Dalam hitungan minggu dan bulan, ternyata sudah ramai muncul berita korban-korban lainnya, ada yang pejabat yang dikenal korup karena pada LHKPN banyak tidak mencantumkan harta yang sebenarnya, pejabat yang doyan makan duit proyek, demikian juga korban dari swasta yang suka kong-kalikong untuk memenangkan pekerjaan pemerintah, ada juga dari kalangan penegak hukum sendiri yang juga menjadi korban pembunuhan berantai tersebut. Orang menduga korban dari penegak hukum tersebut memang dikenal bersahabat erat dengan lingkungan maklar kasus.

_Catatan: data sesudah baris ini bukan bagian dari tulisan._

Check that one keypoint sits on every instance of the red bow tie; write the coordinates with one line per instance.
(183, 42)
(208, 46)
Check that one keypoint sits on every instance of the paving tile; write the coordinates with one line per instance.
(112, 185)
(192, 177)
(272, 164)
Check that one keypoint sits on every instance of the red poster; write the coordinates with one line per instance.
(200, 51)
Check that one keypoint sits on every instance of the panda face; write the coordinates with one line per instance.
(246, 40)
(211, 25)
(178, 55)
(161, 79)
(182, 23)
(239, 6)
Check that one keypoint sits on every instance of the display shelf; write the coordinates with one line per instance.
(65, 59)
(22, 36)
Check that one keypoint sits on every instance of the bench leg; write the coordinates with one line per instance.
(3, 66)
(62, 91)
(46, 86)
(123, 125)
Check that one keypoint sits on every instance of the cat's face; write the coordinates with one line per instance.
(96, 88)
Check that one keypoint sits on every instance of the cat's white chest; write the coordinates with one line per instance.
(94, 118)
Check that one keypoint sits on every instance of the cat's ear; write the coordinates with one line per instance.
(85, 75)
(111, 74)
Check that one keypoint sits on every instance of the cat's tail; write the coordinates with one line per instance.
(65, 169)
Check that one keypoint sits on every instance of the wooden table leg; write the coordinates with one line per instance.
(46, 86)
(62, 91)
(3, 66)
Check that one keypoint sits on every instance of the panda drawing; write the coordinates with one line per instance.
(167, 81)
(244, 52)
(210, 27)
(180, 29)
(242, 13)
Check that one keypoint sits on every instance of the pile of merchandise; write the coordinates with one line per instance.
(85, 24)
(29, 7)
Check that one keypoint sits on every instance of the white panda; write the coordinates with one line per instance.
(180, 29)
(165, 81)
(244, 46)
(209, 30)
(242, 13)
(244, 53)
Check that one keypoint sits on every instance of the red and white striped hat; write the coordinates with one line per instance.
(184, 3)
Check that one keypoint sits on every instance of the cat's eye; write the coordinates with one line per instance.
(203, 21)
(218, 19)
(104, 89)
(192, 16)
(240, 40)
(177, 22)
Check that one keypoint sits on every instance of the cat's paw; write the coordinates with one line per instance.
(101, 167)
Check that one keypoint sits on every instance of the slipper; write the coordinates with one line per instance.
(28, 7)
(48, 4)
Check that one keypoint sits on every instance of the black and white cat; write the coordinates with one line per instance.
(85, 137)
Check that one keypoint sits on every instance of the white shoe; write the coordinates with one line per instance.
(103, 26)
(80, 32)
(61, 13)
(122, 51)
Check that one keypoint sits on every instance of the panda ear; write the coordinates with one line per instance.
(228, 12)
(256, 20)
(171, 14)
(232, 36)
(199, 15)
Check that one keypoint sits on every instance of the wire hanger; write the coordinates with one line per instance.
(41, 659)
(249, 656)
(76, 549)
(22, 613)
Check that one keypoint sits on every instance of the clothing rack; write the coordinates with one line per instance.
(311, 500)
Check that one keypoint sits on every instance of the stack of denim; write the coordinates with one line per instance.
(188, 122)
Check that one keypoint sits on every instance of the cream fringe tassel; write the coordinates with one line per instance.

Publik heboh. Semua heboh. Hampir tiga bulan media cetak, media sosial, media elektronik menampilkan berita utama seputar ditemukannya korban yang diduga ada kaitannya dengan perilaku korup. Nah. kesimpulan ini ternyata berdampak, pada bulan ke empat, ke enam dan setahun kemudian, media seperti sepi dalam pemberitaan terkait dengan korupsi.
Ya, setahun setelah itu, pembunuhan berantai tidak terungkap, seperti sebuah kesenyapan. Demikian juga berita korupsi tidak lagi terdengar atau terbaca dari media.
Mungkin ada pertaubatan nasional bagi pelaku korupsi. Takut ia, takut tubuhnya ditemukan di pinggir jalan atau dekat jembatan dengan luka di jantung dan kepalanya.
****
Itu sebuah imajinasi, sebuah solusi yang sangat ekstrim, sadis, tidak berperikemanusiaan serta jauh dari ciri negara yang berdasarkan hukum. Namun bila ternyata selama ini hukum tidak juga efektif, banyak jutaan korban rakyat atas keserakahan para mereka yang tertembak jantung dan kepala dalam alinea imajinasi tadi, masih kah perlu cara-cara yang soft, lunak dan biasa-biasa saja? Bukankah korupsi merupakan kejahatan luar biasa alias extra ordinary crime, yang juga harus dilawan dengan cara yang sangat luar biasa?
Ah, sudahlah, saya akhiri imajinasi saya dengan sebaris harapan : " Semoga kali ini ada perubahan di negeri ini. Korupsi menjadi sebuah mitos bagi anak cucu negeri ini. "
Biar koruptor memetik hasilnya-ut sementem faceris ita mates.